We had a moment tonight, when we were shovelling our dinners into our mouths while Sean was cruising / walking around in his cot. Sean was laughing and making funny cheeky faces at us, just like he did before he got sick. Jonathan and I looked at each other and both got teary. We were thrilled to see our happy boy again, who looks so well and healthy, but the sadness of knowing he is so sick made it all very bittersweet.

We have a big day tomorrow, with all 3 of us needing to have blood taken for tests. Blood from Jonathan is for the bone marrow compatibility screening, and blood from me will test for the mutant gene as well as the screening. Dr Gray has lined up a special doctor in the US to talk to us about future treatment for Sean, and this doctor will call hopefully tomorrow or Friday at 9am our time.
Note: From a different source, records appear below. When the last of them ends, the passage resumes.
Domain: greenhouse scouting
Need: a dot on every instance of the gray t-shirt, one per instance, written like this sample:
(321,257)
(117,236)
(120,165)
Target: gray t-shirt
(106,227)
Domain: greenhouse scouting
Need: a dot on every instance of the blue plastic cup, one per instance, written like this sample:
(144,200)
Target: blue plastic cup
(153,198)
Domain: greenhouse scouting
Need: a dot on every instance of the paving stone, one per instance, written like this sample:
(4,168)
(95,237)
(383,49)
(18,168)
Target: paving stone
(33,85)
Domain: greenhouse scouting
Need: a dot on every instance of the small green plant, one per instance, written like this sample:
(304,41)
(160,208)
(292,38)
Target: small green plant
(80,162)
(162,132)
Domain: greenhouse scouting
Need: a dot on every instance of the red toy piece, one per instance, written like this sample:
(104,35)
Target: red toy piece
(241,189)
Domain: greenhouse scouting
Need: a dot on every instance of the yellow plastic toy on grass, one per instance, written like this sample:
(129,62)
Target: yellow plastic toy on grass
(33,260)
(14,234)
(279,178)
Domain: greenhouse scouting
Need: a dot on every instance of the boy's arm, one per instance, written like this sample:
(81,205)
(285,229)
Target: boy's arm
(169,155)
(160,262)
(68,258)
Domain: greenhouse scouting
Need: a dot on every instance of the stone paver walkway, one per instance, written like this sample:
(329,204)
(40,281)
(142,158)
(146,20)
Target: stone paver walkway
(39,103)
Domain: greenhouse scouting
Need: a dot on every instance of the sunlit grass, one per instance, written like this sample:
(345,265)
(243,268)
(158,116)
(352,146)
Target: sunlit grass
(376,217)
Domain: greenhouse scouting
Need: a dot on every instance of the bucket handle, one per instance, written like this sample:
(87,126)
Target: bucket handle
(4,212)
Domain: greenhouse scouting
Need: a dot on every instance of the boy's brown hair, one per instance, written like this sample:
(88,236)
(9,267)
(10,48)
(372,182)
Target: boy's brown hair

We have been told we won't be going home before Tuesday next week. I am really missing home, and can't wait to be home with my little family and have a good cuddle in our bed. Jonathan is really missing us at night, but he is at least getting to sleep through the night again.

Until we get definitive results, I've been busy reading up on Sean's condition on the Internet. It all looks quite grim, but we are hopeful that we will be fine and Sean will have a long and happy and full life.

Hope the packing is going well. Can't believe you are finally moving - seems unreal but hip hip hooray! We had wanted to Skype with you before you moved, but alas, we don't have the facility to do that here. Jonathan and I both have Skype on our phones but we don't have wireless Internet connection that will support a call. Oh well, we'll just have to make up for it once we're home and you're settled in at Taieri Mouth.

We'll keep you posted as we get more results.